If Herpen's foot is to the floor, step in Mr Alber Elbaz who, while an ardent advocator of change, also has a good argument for slowing down the system.

"We need to make the system work for us and not be slaves to it," he said to the room of delegates. "Ideas start with intuition and fear, which is the essence of creation. Computers don't have intuition, they are machines – machines with brains, but not hearts. Before I came here I asked my friends – many of whom are architects and artists – how do they start designing? 'With a pencil and paper,' they said. 'Why not a computer?' I asked. 'A computer is too precise,' they replied. 'It never doubts.' We designers don't work with a calculator, we work with dreams and visions."

But, while he is maintaining traditional values of fashion design, Elbaz welcomes the technologies that Herpen is developing, even if they do come with problems of their own.

"We recently used a smart fabric, but it was double the price," he revealed. "The traditional sewing machine totally destroyed it so we had to sew by hand. It took five days to make a piece that would usually take two. But, while the result doesn't always work and the result can be disappointing, it's important to be a part of the conversation and be open to innovation."


Image: Getty

Elbaz's openness to innovation provided a collection of hilarious anecdotes, with the gathered crowd applauding and laughing throughout. From his battle with his iPhone ("If you don’t have a PhD in Engineering or are 16 and a half – it's hard"), to Instagram ("You have to be so photogenic these days, if Instagram was around when I started I wouldn't be where I am!"), to complex lighting systems in hotels, technology is not always his friend.

"I was on a plane travelling to Paris recently and the stewardess asked me if I'd like to sit in a 'smart chair', saying, 'You can navigate the seat',"he recalled, smiling. "I told the lady, 'I'm not a navigator, I'm just a fashion designer – let the pilot fly us safely to Paris and let me read a book with my feet up. Is that too much to ask from a smart chair?' But then I stopped before I ruined my reputation."


Image: Getty

Despite the warm humour, Elbaz's words of wisdom were profound when it came to looking to the future.

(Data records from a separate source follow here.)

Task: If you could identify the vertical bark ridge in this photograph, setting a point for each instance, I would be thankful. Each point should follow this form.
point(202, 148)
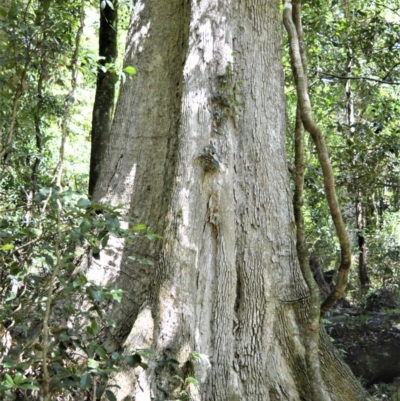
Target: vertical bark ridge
point(143, 156)
point(221, 227)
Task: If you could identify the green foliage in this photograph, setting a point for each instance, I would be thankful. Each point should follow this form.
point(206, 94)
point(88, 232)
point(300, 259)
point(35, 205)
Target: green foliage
point(76, 358)
point(51, 314)
point(352, 69)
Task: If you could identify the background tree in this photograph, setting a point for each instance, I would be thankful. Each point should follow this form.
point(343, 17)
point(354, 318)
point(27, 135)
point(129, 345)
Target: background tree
point(348, 81)
point(105, 86)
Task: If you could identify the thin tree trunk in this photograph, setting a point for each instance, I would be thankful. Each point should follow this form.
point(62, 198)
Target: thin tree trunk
point(362, 249)
point(105, 90)
point(226, 281)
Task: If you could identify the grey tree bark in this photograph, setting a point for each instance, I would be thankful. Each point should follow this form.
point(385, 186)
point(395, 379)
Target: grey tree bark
point(226, 280)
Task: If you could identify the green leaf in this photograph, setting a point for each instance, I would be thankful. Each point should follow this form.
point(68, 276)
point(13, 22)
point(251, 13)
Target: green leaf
point(86, 381)
point(110, 395)
point(100, 351)
point(130, 70)
point(83, 203)
point(85, 226)
point(7, 247)
point(104, 241)
point(93, 364)
point(9, 382)
point(29, 386)
point(18, 378)
point(95, 294)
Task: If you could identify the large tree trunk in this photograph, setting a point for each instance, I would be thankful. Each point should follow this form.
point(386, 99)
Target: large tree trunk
point(226, 280)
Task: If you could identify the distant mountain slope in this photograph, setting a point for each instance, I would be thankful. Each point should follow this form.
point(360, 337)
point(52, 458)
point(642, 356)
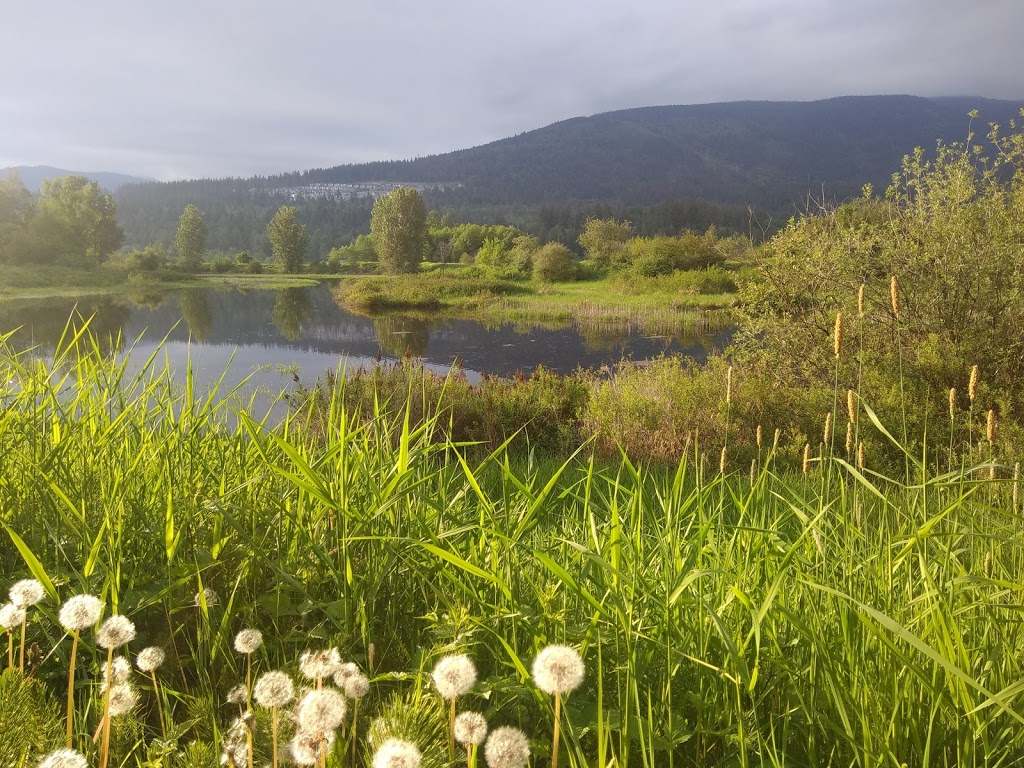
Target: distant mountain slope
point(33, 176)
point(767, 154)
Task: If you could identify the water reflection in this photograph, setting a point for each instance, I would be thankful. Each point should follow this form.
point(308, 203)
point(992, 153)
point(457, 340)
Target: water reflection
point(304, 330)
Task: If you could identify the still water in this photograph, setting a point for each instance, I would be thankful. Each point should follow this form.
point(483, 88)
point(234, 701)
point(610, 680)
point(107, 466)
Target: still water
point(278, 337)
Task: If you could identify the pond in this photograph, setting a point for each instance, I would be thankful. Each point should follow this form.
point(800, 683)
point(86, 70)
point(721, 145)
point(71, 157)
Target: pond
point(279, 337)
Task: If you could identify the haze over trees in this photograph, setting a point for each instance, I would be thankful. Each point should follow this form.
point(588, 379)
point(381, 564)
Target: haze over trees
point(288, 239)
point(398, 225)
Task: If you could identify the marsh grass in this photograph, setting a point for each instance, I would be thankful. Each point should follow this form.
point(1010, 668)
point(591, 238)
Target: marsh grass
point(723, 622)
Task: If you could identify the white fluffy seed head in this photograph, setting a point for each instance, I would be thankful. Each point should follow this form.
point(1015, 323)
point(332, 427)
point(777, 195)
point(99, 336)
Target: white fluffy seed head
point(123, 699)
point(396, 753)
point(321, 711)
point(115, 632)
point(273, 689)
point(320, 665)
point(80, 612)
point(27, 593)
point(454, 676)
point(507, 748)
point(150, 659)
point(248, 641)
point(470, 728)
point(11, 616)
point(65, 759)
point(356, 686)
point(558, 669)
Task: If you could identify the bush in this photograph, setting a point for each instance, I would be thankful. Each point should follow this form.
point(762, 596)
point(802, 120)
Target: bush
point(554, 263)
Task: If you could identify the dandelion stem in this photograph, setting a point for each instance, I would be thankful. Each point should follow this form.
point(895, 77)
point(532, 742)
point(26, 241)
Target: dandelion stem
point(71, 687)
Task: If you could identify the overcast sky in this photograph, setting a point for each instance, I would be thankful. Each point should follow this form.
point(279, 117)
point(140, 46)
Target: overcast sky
point(239, 87)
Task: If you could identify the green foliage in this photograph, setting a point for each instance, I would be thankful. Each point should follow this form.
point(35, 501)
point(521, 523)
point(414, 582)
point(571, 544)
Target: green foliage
point(604, 241)
point(398, 225)
point(190, 239)
point(288, 239)
point(554, 263)
point(30, 720)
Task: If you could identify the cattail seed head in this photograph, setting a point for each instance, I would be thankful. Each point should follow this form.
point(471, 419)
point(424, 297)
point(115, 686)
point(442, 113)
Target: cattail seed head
point(454, 676)
point(507, 748)
point(65, 759)
point(356, 686)
point(11, 616)
point(150, 659)
point(396, 753)
point(27, 593)
point(80, 611)
point(470, 728)
point(321, 711)
point(248, 641)
point(123, 699)
point(115, 632)
point(318, 665)
point(273, 689)
point(558, 669)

"We in fashion envy the world of tech because it's the industry of change today. In fashion we produce eight or more collections a year, but it's just changing clothes. The system remains the same. We should not be afraid of change – we should look to the future with no fear. We can combine yesterday and tomorrow. You can create a product that is a strong product and a smart product. We can make it smart, but less intellectual, less cold, more friendly."

At a recent dinner party, Elbaz noted the difference between his fashion friends and the innovators at Apple that he had met with earlier in the day.

"The fashion industry looked a little tired, a little confused, a little stressed. But the Apple boys looked sexy and beautiful and like they were having fun. I couldn't stop thinking about it and I was sad. How did technology take over the glamour of fashion? But time has made me realise that fashion is an industry but also a family – sometimes dysfunctional but still a family. We can create with simple things, a seamstress, a needle and some thread."

From Lauren's marketing, to Herpen's design development, to Elbaz's loving embrace, this morning's sessions showed how technology is transcending the industry in a multitude of ways.